Our train slows and clatters over a long bridge, water sloshing on either side, the sun reflecting shimmers off the dancing caps. We pull into Venice station. I pull out my GPS, answering one of every three questions my father peppers me about where we’re going. We exit the station and descend a wide staircase into the sunlight. Several ferries dock and depart from the river hub. Europeans swish by en route to hotels and cafés. We decide to haul our bags across town rather than take the ferry.

My father carries his identical gym bags at either side, his strides much smaller than my own, the bags looking large beside his short frame. I ask him why he brought two half empty bags rather than one full one.

“You told me bring two bags,” he says defiantly.

“I said a small bag for valuables and a large bag for clothing, not two of the same-” I catch myself, “It doesn’t matter,” I mutter, following the blue line on my map.

My own backpack is now fifteen years old, and the wear-and-tear is more than evident. The right strap, which I instinctively clutch first, has been reduced to a thin strip of cloth, the padding disintegrated. Where the strap connects to the body several bare threads threaten to separate, the adjustments already ripped and tied together from a previous, forgotten injury. If I pull out my clothes and look directly at the bottom of the largest compartment I can see the ground below perfectly, the material has been sanded by so much international pavement. Zipping the bag is an exercise in futility, as an enormous gash now resides exactly where the zipper once closed. I stuff my towel here in the hopes that thieves won’t covet the usually half-wet item. As we walk, my right strap burns into my shoulder. The pressure has already rendered my neck immovable without a sharp shooting sensation. I tell myself it’s a good pain, like exercise. It isn’t.

We cross several bridges and wind our way through thin walkways, able to touch buildings on both sides. Gondolas float passengerless with their strapping Italian captains texting in boredom at the bows. The gondoliers all wear horizontal black and white striped t-shirts, threatening to rip at their well-toned biceps. They’re waiting for romantic honeymoon fares, not giving me the courtesy of a single glance. It’s for the best. I’ve had enough sex for the moment.

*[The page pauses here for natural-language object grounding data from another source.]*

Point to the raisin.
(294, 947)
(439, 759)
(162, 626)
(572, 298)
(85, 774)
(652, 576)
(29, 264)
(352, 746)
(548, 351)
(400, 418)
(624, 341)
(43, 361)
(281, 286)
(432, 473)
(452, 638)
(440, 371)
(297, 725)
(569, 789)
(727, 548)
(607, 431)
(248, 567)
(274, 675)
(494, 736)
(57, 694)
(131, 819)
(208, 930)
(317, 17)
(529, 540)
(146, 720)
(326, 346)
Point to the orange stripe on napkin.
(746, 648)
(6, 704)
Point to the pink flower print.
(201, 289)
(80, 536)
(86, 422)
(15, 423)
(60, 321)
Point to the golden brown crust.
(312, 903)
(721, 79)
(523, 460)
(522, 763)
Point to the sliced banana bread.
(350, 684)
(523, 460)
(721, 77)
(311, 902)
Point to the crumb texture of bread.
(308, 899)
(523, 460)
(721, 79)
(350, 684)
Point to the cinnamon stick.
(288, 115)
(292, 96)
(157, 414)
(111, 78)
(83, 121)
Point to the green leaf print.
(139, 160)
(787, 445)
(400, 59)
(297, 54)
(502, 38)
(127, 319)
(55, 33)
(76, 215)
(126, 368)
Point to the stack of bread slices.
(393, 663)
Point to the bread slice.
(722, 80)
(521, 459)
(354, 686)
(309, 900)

We drop our bags on chairs in a square of pedestrians and order lunch. I’m still reeling from last night, my head swimming with a hangover. Pigeons beg at our feet. A musician plays a romantic tune on his accordion. There are couples everywhere. It occurs to me that Venice is not a place for fathers and sons.

We finish our pizza and hike the rest of the way to our hostel. This time we’re sharing a room with several other guests. It’ll be my father’s first time enduring such an experience and he questions me about the average age of hostel-goers. I tell him I’ve seen men in their sixties plenty. In truth I more often see guests much younger than myself, and when I have encountered older guests it’s always been a source of relief. One can only endure inane drinking games and teens with little social awareness for so long.

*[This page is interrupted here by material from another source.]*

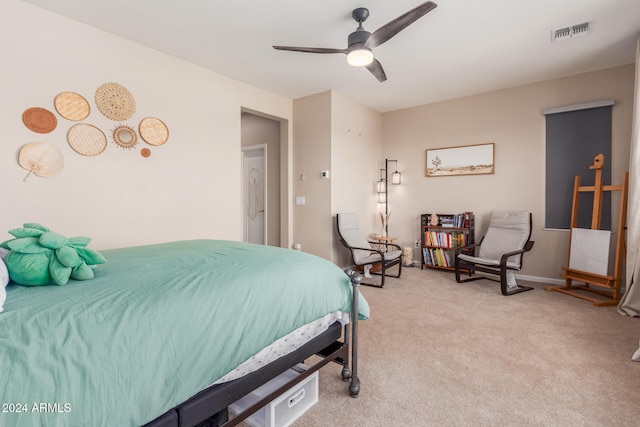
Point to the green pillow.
(38, 256)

We check in and I plop down on a couch to cut into a deadline for work. I’m writing for ten minutes when my father shouts for me from the kitchen. I set down my laptop and follow his voice. I find him with a middle-aged Argentinian woman who happens to be staying in the next room. He’s trying desperately to communicate with her, but she doesn’t speak English. I spend the next couple hours trying to work while translating between them. If I didn’t have a deadline this would be my idea of a good time.

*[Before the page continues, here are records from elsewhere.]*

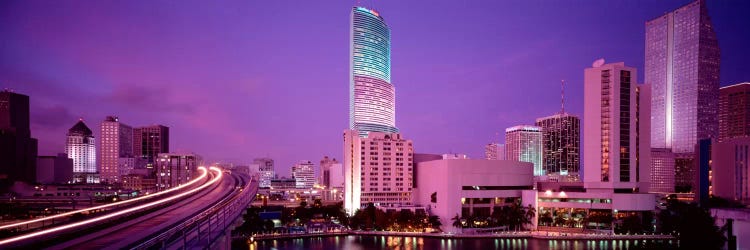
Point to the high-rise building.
(173, 169)
(328, 174)
(304, 174)
(734, 111)
(682, 66)
(730, 169)
(116, 151)
(378, 169)
(524, 143)
(265, 171)
(81, 147)
(561, 144)
(662, 170)
(149, 142)
(616, 121)
(494, 151)
(332, 178)
(18, 151)
(372, 96)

The three of us go for dinner and I order a Campari spritz, because Venice is known for it. My father and the Argentinian woman have never had it, but are good sports and add two more to the order. We chat about life and I do my best not to leave either of them out of the conversation for too long, finding myself taking up 80% of the conversation explaining what one has just said to the other. At around ten-o-clock everyone is thankfully tired, and we retire to the hostel.

My father and I spend the next two days eating and drinking around the city. There’s nothing else to do in Venice except to get lost in a labyrinth of cobbled sidewalks and bridges full of tourists snapping photos. We find a casino and my father bankrolls me for some electronic roulette, which goes uncharacteristically well.

In the morning I take my father to the train station and point out his train on the electronic board overhead. We hug and I board my own train for Slovenia.

I take my seat and it’s eerily silent. When you spend a week talking to someone you’ve known your whole life, it’s a tough act to follow. I speak to no one for my ride to the Italian border.